Not all of us are going to need a survival knife for breaking out of a crashed plane, fending off tigers, and escaping the jungle, but a strong, sharp knife with a good handle can literally be a lifesaver. These knives are definitely not for everyday carry, but rather for camping, hiking, or having on hand for emergencies at home. Here are a few of the best survival knives.
The updated successor to the popular LMF II, the StrongArm is just as strong and even more capable. The 4.8-inch, 420-HC (high carbon) steel blade keeps an edge for a long time but can still be abused by activities like chopping wood. The Cerakote ceramic coating on the blade is often used on firearms and improves the wear and corrosion resistance. The included sheath can easily be mounted vertically on MOLLE straps, horizontally on a belt, or with a drop leg system.
While more of a bushcraft knife, the Helle Temagami is still going to make quick work of camp chores. Helle, a Norwegian company, designed the Temagami with “Survivorman” Les Stroud to be a strong, yet beautiful handmade knife. The 5.5-oz knife has a 4-inch blade and a handle made from curly birch. The semi-full tang (the metal part of the blade) runs to the end of the handle but not quite to the fingers.
Fun fact: Stroud’s love of the brand started when he found a knife while hiking through the Temagami wilderness in Canada when he was young. The handle felt perfect in his hand and it was easy to sharpen. Only later did he found out it was a Helle knife.
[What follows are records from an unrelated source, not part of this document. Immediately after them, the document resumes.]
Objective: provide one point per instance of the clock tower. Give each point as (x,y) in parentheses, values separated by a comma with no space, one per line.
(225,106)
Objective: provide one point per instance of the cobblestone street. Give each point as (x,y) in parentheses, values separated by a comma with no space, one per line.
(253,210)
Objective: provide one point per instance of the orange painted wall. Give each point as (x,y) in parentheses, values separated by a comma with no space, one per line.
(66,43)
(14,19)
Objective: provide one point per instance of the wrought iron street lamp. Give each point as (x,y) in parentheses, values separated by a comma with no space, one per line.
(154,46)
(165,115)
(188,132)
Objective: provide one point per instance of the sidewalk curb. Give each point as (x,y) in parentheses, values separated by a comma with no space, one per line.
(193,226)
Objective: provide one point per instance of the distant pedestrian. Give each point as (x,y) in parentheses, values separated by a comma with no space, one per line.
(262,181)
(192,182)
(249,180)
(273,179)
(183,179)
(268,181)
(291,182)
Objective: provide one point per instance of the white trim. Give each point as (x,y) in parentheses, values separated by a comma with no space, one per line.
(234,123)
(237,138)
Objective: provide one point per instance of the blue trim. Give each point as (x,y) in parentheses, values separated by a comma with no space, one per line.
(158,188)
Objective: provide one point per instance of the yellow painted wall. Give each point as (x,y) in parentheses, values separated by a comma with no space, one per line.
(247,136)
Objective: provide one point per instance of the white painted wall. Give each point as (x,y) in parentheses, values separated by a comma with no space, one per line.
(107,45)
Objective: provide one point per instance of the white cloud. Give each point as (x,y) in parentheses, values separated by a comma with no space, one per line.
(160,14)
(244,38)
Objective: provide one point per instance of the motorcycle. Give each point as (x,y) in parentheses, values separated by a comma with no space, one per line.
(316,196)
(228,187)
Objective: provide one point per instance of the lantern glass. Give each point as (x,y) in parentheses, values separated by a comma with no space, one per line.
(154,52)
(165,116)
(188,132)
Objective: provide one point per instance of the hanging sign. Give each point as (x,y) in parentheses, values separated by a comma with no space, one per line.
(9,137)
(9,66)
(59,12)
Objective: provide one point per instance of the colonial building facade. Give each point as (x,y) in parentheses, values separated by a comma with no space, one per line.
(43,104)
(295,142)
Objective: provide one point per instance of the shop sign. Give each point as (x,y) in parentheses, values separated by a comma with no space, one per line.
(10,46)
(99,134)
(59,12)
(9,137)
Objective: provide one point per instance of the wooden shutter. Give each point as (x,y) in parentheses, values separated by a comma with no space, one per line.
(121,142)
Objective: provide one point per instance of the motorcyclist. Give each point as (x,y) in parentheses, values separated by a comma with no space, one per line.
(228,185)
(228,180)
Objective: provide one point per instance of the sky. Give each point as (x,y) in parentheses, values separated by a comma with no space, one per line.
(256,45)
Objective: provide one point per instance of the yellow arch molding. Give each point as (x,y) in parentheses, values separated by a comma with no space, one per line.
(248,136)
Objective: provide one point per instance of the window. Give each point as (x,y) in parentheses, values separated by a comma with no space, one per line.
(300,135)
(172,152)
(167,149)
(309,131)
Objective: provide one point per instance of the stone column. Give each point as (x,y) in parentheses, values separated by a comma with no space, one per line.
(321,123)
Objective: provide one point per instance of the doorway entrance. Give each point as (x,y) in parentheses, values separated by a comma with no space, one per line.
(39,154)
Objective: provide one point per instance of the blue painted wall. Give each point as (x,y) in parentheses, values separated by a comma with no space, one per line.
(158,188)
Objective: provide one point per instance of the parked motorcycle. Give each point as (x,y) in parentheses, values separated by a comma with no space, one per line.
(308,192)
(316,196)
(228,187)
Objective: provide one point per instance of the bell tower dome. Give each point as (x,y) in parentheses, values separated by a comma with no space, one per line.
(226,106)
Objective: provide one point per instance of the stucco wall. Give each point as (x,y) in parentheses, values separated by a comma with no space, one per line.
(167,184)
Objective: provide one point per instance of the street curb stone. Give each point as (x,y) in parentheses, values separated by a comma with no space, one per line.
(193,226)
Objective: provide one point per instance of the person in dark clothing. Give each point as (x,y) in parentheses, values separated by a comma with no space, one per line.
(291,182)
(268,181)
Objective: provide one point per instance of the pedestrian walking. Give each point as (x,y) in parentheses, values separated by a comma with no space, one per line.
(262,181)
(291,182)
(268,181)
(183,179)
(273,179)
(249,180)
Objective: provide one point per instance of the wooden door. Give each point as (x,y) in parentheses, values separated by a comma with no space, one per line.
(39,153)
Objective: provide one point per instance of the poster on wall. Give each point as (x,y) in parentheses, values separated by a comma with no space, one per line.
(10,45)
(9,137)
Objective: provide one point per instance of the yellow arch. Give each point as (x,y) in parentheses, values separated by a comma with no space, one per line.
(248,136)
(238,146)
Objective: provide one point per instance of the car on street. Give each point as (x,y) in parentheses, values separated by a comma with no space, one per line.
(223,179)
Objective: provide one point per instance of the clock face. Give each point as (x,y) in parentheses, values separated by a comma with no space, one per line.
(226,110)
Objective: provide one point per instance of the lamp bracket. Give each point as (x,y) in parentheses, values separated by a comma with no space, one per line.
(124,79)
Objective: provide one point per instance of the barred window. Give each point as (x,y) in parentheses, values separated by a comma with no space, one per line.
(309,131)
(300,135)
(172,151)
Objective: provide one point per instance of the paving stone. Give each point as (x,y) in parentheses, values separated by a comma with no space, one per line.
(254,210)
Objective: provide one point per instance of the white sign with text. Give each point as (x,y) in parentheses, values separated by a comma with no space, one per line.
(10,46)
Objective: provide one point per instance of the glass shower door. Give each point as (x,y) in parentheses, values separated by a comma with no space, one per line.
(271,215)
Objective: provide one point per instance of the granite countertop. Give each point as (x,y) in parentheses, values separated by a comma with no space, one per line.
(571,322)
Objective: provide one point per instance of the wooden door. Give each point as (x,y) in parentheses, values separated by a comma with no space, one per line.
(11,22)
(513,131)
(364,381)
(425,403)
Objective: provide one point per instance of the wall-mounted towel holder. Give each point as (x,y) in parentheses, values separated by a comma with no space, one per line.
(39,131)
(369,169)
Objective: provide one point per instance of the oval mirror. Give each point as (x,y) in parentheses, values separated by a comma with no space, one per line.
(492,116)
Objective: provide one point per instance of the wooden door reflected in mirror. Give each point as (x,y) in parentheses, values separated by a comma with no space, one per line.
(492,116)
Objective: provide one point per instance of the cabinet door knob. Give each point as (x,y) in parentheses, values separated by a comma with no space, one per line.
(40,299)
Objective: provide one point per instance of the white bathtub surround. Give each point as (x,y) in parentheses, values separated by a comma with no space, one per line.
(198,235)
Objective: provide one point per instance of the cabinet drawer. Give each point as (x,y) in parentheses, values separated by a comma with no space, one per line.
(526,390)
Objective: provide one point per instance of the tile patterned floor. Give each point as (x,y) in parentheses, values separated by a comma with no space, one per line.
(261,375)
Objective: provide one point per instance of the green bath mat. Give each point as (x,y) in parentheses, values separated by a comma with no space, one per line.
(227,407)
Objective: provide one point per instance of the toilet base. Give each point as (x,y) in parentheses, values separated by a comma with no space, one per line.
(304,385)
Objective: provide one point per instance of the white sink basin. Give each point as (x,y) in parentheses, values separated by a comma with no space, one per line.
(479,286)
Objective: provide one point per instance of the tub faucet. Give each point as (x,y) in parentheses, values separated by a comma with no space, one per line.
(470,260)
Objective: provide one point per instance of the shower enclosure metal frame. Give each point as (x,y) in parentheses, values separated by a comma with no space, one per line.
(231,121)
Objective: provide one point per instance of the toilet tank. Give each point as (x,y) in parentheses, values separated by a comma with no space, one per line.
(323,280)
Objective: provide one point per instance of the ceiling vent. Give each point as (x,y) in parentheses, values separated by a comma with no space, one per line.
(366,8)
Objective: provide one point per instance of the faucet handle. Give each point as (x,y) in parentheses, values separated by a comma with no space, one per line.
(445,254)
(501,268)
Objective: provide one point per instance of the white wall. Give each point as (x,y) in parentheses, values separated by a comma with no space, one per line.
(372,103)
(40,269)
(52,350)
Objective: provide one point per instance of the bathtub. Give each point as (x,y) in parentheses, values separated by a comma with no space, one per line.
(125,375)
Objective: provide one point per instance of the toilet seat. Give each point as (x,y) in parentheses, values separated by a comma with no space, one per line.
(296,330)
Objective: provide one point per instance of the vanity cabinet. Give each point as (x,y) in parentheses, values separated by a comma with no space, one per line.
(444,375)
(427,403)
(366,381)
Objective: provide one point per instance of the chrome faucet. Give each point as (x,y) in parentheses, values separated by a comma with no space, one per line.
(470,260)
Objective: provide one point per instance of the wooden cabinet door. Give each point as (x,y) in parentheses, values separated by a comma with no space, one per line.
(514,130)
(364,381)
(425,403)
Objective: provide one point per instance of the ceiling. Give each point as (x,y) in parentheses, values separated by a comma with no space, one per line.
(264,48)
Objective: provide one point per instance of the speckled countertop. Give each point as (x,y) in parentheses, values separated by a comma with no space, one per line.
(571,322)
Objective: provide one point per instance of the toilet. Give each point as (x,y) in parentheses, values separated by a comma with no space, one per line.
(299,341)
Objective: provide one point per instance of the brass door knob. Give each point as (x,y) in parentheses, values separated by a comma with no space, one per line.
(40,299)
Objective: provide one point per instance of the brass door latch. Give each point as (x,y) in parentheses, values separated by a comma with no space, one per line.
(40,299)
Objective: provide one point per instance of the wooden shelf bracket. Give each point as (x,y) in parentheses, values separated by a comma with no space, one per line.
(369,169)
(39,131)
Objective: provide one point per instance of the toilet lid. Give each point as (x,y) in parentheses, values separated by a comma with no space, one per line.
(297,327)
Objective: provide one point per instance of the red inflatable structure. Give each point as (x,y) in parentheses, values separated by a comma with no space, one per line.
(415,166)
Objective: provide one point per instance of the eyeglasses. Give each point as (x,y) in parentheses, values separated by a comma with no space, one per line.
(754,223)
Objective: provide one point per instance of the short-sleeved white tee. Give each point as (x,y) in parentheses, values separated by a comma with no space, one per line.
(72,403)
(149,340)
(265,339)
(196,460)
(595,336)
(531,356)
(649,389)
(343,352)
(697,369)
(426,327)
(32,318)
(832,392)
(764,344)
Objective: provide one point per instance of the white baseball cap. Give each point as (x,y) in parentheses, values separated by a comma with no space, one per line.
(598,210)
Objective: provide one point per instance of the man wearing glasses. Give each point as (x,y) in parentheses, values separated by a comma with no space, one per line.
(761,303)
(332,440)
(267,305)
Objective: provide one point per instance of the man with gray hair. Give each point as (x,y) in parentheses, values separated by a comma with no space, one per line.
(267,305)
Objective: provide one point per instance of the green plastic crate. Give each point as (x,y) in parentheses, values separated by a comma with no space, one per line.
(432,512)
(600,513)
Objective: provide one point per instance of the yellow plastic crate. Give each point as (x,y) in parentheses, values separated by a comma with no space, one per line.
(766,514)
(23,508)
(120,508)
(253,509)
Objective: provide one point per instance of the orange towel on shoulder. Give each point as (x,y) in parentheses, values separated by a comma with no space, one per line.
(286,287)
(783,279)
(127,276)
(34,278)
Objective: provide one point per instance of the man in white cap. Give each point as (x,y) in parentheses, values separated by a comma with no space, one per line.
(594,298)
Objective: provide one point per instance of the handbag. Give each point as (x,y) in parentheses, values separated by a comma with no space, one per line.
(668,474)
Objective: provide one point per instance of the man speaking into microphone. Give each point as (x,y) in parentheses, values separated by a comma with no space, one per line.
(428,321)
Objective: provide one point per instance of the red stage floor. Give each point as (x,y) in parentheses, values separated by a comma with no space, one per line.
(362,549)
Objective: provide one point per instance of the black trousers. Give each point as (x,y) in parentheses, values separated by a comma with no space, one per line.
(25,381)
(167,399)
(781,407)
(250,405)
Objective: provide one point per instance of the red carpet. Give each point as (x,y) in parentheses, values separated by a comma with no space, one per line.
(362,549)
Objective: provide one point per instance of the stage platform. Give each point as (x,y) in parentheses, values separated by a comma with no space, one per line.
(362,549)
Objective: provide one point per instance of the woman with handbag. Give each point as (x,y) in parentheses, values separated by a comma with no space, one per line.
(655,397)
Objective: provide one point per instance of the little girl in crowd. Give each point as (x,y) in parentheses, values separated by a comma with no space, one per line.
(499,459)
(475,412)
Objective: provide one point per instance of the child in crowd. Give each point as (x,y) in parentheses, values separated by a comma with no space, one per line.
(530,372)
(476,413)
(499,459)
The 5.25-inch blade with saver grind on the ESEE 5 means business. The 1095 carbon steel is sharp yet strong. The canvas micarta handle is easy to hold on to in any conditions. If you’re truly out in the wilderness for days, a divot on the handle holds the end of a stick for starting a fire with a bow. If you ever do need to break through glass in an emergency situation, the steel pommel on the end of the handle will make quick work of it.
Now for a different look and feel. The Black Bird SK-5 from Ontario has a full flat grind and a mirror finish. The sharp edges on the spine throw sparks from a ferro rod for starting fires with ease. A G10 handle is very comfortable to hold on to for long periods of time. The 5-inch blade is long enough to hammer through firewood but not too big it’s going to get in the way.
If you’re looking for something larger but less expensive, the SCHF9 from Shrade might be the ticket. With a 6.4-inch blade and a thermoplastic handle meant for large hands, it can chop wood without issues. A blunt tip is stronger and won’t break when prying. An included nylon sheath with Kydex liner easily hooks to a belt or ties to a pack. A small removable pouch on the front is great for ferro rods or emergency fishing kits.